Despite urging vegetarianism as a defence against cancer, Cox developed brain tumours that were probably caused by the radium rods used to treat his childhood ear problems (when he was diagnosed, he began to eat meat again). With a worsening situation eased by a major operation in 2004 at the Cromwell Hospital, he worked in earnest, fearful of vanishing eyesight. He wrote The Meaning of Night at a Dickensian clip.
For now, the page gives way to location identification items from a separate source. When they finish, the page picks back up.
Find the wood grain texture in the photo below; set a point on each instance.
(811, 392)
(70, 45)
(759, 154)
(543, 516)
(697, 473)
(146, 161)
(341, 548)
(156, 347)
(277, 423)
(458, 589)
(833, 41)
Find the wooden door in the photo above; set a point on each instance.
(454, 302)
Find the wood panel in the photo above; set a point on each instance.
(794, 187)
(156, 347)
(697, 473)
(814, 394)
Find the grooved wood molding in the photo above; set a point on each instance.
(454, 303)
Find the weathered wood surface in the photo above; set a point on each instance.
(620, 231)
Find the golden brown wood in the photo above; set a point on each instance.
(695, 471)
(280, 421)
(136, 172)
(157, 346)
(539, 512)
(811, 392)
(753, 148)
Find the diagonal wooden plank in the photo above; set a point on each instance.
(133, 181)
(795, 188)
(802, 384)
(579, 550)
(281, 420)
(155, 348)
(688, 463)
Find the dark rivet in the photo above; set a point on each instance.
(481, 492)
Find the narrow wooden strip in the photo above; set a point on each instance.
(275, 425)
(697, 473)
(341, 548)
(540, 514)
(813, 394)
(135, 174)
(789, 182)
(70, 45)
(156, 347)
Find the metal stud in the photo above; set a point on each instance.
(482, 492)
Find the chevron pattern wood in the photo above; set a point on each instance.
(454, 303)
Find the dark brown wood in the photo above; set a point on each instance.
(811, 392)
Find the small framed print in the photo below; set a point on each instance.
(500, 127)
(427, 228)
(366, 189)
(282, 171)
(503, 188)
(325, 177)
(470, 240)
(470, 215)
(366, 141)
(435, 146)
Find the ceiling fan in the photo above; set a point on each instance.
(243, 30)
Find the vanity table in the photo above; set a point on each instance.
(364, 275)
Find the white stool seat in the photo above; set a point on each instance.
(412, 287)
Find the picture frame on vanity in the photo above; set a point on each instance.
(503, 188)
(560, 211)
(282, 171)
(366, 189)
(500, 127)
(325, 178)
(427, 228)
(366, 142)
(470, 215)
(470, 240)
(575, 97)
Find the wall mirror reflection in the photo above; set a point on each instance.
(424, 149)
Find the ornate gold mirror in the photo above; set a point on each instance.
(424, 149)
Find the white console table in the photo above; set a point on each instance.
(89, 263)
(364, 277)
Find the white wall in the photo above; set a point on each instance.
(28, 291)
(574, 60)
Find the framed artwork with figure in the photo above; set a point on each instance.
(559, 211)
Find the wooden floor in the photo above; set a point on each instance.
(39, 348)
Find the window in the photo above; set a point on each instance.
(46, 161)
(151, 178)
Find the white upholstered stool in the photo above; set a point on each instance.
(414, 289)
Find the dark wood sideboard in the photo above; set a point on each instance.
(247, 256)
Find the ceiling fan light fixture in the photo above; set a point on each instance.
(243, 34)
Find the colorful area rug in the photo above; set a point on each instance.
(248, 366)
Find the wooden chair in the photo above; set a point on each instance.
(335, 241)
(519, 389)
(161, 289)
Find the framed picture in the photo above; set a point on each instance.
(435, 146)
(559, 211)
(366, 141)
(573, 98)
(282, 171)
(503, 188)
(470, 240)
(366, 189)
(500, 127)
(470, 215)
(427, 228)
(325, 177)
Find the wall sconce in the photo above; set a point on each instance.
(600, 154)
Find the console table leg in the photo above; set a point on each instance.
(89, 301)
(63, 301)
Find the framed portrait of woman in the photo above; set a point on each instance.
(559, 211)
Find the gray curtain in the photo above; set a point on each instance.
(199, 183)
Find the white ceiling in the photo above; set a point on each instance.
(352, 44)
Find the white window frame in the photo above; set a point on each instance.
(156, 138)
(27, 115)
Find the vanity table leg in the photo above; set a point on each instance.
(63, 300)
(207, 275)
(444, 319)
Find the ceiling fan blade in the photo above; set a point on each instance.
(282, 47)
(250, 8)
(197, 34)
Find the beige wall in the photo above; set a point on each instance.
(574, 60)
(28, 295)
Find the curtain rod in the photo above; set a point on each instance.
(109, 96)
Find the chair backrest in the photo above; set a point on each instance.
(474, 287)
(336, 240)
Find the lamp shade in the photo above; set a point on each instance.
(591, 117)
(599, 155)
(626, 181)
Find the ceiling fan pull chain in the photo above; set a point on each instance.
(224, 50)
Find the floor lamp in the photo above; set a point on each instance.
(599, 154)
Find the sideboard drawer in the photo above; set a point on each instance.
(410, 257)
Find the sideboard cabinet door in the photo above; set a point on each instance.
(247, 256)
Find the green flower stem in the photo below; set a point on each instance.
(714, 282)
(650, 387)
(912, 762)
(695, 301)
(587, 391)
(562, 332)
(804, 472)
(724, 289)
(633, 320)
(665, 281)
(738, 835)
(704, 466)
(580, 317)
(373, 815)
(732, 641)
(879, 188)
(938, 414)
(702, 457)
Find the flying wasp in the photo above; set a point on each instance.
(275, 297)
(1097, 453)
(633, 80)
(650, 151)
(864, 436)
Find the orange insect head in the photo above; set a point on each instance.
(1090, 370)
The story concerns the Victorian bibliophile Edward Glyver's plot to recover his legacy, Evenwood, a splendid Northamptonshire house. With all the trappings of the era's "fog-weighted streets" and many a literary reference, the tale is unabashedly gung-ho and was sold around the world.
For his next novel, Cox assumed the voice of a lady's maid who, 20 years on, has arrived at Evenwood, where "still one of the greatest prizes in England", Baroness Tansor, "will not succumb to Love again, for her heart is shut against all further assault from that quarter". Naturally, or unnaturally, all is not what it seems: if anything, The Glass of Time (2008) is even more gripping.
Christopher Hawtree
Michael Cox, writer: born Wellingborough 25 October 1948; married 1973 Desda Crockett (one daughter; two stepchildren); died Kettering 31 March 2009.